Do you have income from self-employment? You may use this income as a source to fund a special IRA known as a Simplified Employee Pension or SEP-IRA. You as the employer contribute to your SEP-IRA. If you have employees, you must contribute to their SEP-IRA also. Employees (including you) may not contribute. The contribution limit is based on self-employment income, but may not exceed $56,000 for 2019.

Are you a candidate for a SEP-IRA? Contact me for additional details.

Are you contributing to the Teachers’ Retirement System Tax Deferred Annuity? The TDA is a pre-tax plan, which means you or your heirs are guaranteed to receive a future tax bill. TDA investors do not contribute to the city’s Deferred Compensation 457(b)/401(k) Plans because the City doesn’t offer a fixed-return option. Such decision making is short-sighted because the 7- or 8.25-percent return is not yours. It must be shared by the tax collectors at an unknowable income-tax rate you have agreed to pay, years if not, decades from now.

With that said, did you know that you can pay the tax now rather than putting it off to the distant future? A Roth after-tax contribution feature is offered by Deferred Comp and is yours for the asking. You’re making a big mistake if you’re not participating in the Roth feature of the Deferred Compensation 457(b) 401(k) plans of the City of New York.

For those who remain stubborn, may I suggest you invest half with the TDA and the other half with the Roth feature of Deferred Comp. Contact me to further discuss the Roth feature.

Did you know that state and city pensions are 100-percent exempt from the state and city personal income tax, while only the first $20,000 of income derived from supplemental plans like 457(b)/401(k)/403(b)/IRA is tax exempt, with amounts in excess of $20,000 taxable?

There is an exception to the $20,000 rule: It pertains to the 403(b) Plan of the Teachers’ Retirement System of the City of New York. All of the income received from the TRS/403(b) plan is exempt from the state and city personal income tax.
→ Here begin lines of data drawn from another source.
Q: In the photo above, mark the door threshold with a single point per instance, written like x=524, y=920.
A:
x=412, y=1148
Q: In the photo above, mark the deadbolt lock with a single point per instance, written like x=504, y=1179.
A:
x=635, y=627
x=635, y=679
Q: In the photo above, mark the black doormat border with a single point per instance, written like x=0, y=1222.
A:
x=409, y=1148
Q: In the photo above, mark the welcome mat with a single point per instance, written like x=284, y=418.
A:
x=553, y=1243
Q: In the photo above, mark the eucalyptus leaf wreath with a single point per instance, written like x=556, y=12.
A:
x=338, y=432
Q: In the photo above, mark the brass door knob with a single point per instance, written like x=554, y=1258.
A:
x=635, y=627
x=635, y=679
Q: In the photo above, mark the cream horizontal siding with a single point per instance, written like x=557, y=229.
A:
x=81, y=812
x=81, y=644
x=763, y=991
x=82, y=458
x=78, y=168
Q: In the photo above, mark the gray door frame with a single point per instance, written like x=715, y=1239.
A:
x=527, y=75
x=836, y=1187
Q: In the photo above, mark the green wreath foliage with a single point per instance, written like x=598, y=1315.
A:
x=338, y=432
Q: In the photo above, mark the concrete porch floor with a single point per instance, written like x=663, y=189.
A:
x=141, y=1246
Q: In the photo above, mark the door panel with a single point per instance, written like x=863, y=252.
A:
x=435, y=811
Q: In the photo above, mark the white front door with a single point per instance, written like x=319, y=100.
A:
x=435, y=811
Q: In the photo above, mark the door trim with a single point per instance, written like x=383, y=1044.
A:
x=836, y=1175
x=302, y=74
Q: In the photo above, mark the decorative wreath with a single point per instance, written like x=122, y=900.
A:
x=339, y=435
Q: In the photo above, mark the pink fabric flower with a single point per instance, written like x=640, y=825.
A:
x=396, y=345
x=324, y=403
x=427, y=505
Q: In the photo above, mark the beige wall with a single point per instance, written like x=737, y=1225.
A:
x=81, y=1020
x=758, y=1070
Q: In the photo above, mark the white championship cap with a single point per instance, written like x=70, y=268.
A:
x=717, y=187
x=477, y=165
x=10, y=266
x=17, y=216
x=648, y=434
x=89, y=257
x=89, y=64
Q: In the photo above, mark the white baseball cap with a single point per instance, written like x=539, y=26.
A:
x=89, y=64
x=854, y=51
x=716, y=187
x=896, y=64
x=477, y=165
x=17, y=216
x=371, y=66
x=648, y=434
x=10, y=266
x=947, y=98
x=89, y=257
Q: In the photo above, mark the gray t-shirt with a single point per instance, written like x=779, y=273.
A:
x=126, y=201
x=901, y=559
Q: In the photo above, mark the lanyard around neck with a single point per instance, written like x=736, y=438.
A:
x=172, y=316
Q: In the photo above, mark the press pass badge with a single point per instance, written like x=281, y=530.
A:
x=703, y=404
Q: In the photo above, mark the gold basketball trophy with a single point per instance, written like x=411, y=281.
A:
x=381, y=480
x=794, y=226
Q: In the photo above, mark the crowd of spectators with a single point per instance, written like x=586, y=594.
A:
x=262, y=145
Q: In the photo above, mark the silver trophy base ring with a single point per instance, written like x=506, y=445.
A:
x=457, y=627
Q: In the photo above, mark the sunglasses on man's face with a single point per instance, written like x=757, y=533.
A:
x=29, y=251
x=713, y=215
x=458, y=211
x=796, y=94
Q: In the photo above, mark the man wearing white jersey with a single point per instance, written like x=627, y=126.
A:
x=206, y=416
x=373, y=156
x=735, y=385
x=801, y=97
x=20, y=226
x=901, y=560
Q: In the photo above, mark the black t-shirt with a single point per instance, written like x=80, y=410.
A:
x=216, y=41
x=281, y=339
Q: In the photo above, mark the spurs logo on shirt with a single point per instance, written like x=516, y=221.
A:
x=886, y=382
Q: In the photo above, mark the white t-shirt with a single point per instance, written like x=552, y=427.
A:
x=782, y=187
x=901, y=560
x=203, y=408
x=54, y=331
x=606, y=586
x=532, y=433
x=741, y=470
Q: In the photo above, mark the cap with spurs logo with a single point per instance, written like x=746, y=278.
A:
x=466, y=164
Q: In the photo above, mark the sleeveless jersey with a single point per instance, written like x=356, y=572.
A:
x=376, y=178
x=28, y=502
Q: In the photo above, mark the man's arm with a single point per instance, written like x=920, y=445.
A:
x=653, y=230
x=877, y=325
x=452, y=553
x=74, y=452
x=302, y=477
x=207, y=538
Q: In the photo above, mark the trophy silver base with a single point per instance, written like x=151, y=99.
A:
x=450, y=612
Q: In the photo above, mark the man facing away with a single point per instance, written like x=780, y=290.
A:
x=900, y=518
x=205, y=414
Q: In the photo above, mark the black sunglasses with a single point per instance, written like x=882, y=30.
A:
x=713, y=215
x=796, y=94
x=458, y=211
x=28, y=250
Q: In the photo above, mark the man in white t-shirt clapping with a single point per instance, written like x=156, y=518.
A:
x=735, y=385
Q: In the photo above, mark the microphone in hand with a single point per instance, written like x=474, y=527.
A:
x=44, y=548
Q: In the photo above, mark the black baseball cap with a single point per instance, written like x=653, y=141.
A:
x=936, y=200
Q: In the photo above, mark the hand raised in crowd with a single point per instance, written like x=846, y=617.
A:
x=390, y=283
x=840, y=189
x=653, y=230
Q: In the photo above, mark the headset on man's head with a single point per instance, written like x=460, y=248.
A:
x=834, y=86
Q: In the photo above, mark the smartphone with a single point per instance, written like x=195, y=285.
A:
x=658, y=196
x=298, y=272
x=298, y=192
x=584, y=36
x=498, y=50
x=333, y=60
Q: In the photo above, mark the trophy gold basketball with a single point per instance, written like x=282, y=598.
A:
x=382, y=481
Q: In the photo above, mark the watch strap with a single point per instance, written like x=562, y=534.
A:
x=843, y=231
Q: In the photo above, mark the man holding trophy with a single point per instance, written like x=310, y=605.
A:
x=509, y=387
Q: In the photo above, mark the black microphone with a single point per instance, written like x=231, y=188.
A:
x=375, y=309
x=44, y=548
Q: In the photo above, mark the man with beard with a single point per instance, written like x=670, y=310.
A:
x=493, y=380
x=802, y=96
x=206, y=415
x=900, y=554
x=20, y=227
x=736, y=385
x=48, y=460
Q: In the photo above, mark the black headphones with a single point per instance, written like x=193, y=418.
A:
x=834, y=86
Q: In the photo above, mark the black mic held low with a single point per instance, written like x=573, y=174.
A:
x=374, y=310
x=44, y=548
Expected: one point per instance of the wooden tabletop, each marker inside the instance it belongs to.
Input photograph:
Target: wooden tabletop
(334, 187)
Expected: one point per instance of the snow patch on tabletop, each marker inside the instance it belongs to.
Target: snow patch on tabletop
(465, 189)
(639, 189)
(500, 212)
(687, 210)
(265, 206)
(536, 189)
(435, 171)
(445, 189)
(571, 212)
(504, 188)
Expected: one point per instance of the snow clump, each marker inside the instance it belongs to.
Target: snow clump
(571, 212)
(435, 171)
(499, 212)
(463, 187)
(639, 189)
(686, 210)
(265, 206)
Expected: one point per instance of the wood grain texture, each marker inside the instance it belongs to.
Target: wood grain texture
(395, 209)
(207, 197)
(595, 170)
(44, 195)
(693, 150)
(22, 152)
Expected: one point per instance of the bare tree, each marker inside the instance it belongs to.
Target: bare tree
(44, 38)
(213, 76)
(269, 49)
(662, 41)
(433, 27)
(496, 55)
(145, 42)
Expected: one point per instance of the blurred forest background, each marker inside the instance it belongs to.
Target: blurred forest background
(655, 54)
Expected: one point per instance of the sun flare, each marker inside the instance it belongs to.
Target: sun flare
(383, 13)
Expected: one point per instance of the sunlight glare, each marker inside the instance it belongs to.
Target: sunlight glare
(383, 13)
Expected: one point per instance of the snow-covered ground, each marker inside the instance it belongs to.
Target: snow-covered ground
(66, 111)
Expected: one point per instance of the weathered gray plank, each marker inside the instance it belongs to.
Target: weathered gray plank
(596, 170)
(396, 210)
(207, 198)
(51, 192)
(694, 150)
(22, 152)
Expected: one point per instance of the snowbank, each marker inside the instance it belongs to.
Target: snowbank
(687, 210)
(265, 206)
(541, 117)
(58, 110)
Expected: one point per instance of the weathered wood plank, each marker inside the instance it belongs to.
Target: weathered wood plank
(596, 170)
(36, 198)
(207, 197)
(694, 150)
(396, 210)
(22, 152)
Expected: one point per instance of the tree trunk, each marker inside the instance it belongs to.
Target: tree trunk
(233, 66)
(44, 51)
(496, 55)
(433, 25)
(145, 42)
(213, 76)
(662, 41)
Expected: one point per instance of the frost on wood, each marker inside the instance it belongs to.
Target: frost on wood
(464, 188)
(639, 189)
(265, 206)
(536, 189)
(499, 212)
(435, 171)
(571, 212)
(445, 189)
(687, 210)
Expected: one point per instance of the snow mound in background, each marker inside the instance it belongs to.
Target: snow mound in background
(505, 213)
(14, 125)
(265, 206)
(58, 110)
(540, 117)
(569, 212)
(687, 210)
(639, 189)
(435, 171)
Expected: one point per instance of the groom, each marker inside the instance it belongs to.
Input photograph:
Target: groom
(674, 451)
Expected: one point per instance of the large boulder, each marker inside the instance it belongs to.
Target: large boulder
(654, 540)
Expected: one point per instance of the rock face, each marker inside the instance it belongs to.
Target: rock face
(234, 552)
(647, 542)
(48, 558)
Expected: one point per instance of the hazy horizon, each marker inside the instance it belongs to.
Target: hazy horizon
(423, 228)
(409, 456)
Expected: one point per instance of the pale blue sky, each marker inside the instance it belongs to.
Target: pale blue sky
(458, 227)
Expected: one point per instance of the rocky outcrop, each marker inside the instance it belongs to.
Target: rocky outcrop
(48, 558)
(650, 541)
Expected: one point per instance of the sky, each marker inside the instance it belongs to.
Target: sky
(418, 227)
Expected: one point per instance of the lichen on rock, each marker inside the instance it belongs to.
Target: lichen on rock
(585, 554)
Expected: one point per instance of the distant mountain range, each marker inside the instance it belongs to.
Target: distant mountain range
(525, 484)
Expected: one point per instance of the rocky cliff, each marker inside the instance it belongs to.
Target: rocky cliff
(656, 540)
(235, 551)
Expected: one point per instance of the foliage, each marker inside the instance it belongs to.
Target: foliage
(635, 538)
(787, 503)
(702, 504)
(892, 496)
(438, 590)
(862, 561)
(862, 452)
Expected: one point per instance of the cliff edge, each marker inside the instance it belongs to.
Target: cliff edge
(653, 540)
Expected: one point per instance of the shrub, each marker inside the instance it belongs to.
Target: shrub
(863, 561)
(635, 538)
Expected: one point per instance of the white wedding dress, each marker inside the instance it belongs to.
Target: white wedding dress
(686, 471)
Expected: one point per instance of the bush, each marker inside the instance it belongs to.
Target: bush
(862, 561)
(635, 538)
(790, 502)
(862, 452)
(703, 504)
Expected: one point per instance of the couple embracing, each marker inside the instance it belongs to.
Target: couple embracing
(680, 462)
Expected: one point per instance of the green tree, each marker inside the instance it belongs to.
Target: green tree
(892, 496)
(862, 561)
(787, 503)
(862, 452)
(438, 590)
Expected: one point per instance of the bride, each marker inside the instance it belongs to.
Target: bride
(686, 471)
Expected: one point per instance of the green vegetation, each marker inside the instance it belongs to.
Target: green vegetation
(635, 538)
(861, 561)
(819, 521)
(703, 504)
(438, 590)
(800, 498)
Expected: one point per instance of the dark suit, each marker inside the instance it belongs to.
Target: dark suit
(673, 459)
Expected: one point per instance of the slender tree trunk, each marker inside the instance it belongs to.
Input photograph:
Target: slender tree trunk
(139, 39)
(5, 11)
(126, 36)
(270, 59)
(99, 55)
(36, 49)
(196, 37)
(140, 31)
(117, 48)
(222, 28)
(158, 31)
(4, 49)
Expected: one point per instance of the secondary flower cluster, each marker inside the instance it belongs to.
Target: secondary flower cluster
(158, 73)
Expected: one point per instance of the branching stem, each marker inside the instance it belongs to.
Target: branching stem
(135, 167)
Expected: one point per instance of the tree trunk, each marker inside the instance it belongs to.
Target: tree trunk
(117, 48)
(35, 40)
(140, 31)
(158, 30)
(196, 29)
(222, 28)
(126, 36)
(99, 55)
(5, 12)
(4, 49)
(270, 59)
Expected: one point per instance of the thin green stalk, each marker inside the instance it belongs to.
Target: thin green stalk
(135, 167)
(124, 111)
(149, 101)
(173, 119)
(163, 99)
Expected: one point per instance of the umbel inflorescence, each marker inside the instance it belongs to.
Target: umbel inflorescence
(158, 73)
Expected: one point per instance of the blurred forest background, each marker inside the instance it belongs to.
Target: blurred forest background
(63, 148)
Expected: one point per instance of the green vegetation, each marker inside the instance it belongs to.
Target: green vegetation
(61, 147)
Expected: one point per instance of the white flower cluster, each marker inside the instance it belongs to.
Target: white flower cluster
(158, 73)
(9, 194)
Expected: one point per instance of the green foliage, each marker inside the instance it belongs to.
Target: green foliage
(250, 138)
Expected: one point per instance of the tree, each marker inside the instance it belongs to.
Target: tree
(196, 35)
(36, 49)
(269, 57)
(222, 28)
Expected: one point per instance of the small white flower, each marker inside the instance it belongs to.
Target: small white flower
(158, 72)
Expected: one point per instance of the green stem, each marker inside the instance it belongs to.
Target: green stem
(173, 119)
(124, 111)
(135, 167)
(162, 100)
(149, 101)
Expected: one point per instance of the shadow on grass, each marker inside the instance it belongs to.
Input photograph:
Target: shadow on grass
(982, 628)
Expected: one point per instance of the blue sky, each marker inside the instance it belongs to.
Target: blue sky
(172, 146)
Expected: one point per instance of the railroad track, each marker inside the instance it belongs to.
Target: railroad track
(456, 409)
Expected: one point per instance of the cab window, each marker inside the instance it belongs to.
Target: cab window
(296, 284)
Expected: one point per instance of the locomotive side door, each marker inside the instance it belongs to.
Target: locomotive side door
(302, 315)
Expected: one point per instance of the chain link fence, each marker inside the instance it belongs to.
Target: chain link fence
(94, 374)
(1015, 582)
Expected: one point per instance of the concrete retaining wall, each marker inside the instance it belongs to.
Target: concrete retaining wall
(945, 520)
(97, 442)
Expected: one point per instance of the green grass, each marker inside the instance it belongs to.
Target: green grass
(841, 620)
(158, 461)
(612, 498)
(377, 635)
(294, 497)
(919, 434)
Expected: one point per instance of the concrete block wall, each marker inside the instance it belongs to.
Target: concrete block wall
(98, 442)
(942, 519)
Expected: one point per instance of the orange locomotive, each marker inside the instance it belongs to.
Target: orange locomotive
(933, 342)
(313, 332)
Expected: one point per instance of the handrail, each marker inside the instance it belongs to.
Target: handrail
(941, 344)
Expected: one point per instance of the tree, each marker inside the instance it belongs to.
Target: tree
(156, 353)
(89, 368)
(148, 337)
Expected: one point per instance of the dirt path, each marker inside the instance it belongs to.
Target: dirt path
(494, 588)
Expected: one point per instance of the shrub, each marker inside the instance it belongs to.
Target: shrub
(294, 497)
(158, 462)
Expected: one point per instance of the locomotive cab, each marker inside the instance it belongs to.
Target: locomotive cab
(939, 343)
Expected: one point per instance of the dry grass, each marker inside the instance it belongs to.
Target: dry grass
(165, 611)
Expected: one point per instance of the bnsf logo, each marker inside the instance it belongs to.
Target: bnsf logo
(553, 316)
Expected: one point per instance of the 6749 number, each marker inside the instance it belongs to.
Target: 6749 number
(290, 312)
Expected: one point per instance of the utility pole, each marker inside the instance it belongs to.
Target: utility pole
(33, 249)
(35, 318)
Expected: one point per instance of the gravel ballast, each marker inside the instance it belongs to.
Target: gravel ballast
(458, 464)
Over the decades, there have been all too many TRS/403(b) retirees who have paid state and city income tax on amounts in excess of $20,000. If you fall into this category, you are entitled to a refund. The UFT and the TRS need to inform their memberships as well as professional tax-preparers that 100 percent of TRS/403(b) income is, like the pension, exempt from the state and city personal income tax.